■コーヒーブレイク■
君は、これを立体視できるか?

86個のクロロフィルa分子からなるステレオグラム(藍藻の光合成系1)

(出典:W.D.Schubertら Photosysytem I of Synechococcus elongatus at 4A Resolution J.Mol.Biol(1997)272,741-769 より)


 最近の物質科学研究においては、研究成果の伝達が、従来のように単なる数値やそれらを元にしたグラフや図形によって示されるのみならず、上のように2つの同じ図を組み合わせた“立体視”によりなされることが多くなった。
 これは、藍藻(シアノバクテリア)の光合成系1における、色素(クロロフィル、つまり葉緑素)の配置を突き止めた、世界で最初のステレオグラフである。両目でうまく焦点を合わせると、クロロフィル(図中では、中心点と四隅に四角を持つ四角)が、画面に対して斜めに輪のように並ぶ奥行きを見ることができる。まず、君は、これを立体視できるか?

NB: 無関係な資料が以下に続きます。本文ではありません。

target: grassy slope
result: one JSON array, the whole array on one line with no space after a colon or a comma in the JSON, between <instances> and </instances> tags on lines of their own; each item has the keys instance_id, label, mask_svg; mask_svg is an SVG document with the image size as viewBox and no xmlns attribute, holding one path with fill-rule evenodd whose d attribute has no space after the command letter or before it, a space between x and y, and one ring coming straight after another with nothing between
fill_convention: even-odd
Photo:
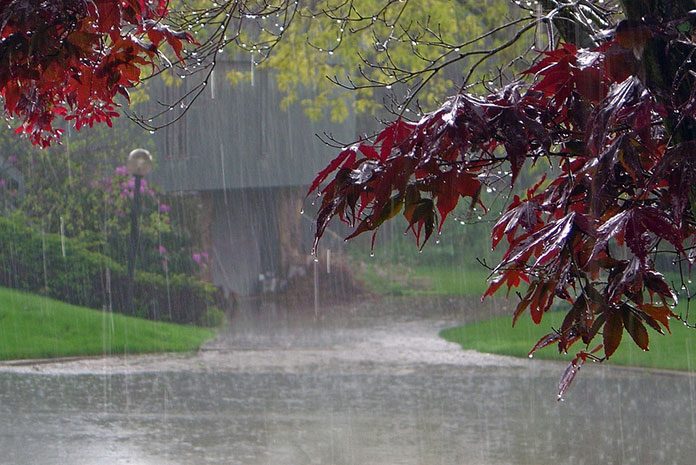
<instances>
[{"instance_id":1,"label":"grassy slope","mask_svg":"<svg viewBox=\"0 0 696 465\"><path fill-rule=\"evenodd\" d=\"M387 295L480 297L488 287L488 271L481 266L406 267L367 262L358 277L371 292Z\"/></svg>"},{"instance_id":2,"label":"grassy slope","mask_svg":"<svg viewBox=\"0 0 696 465\"><path fill-rule=\"evenodd\" d=\"M510 317L497 317L490 320L471 323L464 326L445 329L440 333L444 339L456 342L464 349L490 352L516 357L526 357L537 340L548 333L551 327L558 328L563 320L563 313L551 312L544 316L541 325L535 325L525 315L512 327ZM650 351L643 352L624 331L621 347L611 357L609 363L648 368L673 370L696 369L696 331L684 327L673 320L670 325L672 334L660 335L649 329ZM601 337L598 338L598 343ZM570 361L580 344L571 348L568 355L559 355L556 346L546 347L534 354L535 358Z\"/></svg>"},{"instance_id":3,"label":"grassy slope","mask_svg":"<svg viewBox=\"0 0 696 465\"><path fill-rule=\"evenodd\" d=\"M0 288L0 359L196 350L214 331Z\"/></svg>"}]
</instances>

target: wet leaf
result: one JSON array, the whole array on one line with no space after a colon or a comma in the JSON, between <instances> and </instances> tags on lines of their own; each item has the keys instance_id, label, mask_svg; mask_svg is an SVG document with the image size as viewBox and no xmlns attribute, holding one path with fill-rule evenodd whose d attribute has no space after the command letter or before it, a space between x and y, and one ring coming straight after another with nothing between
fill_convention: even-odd
<instances>
[{"instance_id":1,"label":"wet leaf","mask_svg":"<svg viewBox=\"0 0 696 465\"><path fill-rule=\"evenodd\" d=\"M621 317L621 312L612 309L606 315L606 322L604 323L604 354L607 358L611 357L616 352L619 344L621 344L622 333L623 318Z\"/></svg>"}]
</instances>

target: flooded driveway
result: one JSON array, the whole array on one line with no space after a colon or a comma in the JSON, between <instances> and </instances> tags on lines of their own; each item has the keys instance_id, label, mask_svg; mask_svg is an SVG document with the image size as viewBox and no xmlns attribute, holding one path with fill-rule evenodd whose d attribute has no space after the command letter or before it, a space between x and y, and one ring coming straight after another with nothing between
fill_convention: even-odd
<instances>
[{"instance_id":1,"label":"flooded driveway","mask_svg":"<svg viewBox=\"0 0 696 465\"><path fill-rule=\"evenodd\" d=\"M425 302L425 301L424 301ZM684 464L692 375L461 351L462 302L245 302L187 356L0 368L12 464Z\"/></svg>"}]
</instances>

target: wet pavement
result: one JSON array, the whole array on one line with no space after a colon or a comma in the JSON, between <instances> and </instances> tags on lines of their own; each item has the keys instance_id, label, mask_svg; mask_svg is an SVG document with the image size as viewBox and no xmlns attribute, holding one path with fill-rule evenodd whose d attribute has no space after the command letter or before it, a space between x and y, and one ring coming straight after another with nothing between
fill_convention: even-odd
<instances>
[{"instance_id":1,"label":"wet pavement","mask_svg":"<svg viewBox=\"0 0 696 465\"><path fill-rule=\"evenodd\" d=\"M0 366L12 464L684 464L696 378L462 351L437 337L496 311L367 299L244 302L194 355Z\"/></svg>"}]
</instances>

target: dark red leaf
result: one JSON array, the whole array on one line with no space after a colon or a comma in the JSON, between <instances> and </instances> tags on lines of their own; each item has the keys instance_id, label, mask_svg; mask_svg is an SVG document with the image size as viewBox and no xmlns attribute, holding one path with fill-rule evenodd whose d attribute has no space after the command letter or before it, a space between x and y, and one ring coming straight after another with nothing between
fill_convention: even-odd
<instances>
[{"instance_id":1,"label":"dark red leaf","mask_svg":"<svg viewBox=\"0 0 696 465\"><path fill-rule=\"evenodd\" d=\"M617 309L612 309L606 315L604 323L604 355L609 358L621 344L621 335L623 333L623 318L621 312Z\"/></svg>"}]
</instances>

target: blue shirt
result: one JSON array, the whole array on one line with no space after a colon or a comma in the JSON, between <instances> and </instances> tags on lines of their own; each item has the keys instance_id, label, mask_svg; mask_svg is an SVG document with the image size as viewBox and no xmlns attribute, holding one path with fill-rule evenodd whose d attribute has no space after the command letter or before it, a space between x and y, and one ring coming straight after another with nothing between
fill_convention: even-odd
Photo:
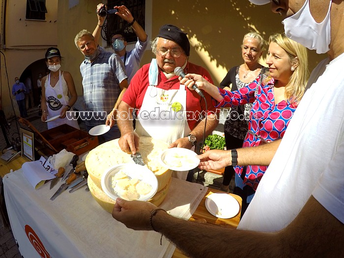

 この光合成系1は、光合成プロセスの終端にある色素列で、太陽エネルギーをいよいよ電気エネルギーに変換する場所だ。 大きく2つの部分に分けることができて、外側にある大きな色素の輪っかはアンテナ系と呼ばれている。太陽光のエネルギーを中心に向かって集める働きをする。中心には、赤や黄色に色づけされている色素からなる反応中心がある。光エネルギーは、この反応中心で、電子の電気エネルギーへと変換される。より生物として進化した緑色植物も、これと同様の光合成系を持つと考えられている。光合成は、地球上の生命エネルギーの源泉だ。それが、このような美しい指輪の上でなされている。生命の不思議をミクロに極めんとする私たちに、神秘の扉がまた開いた。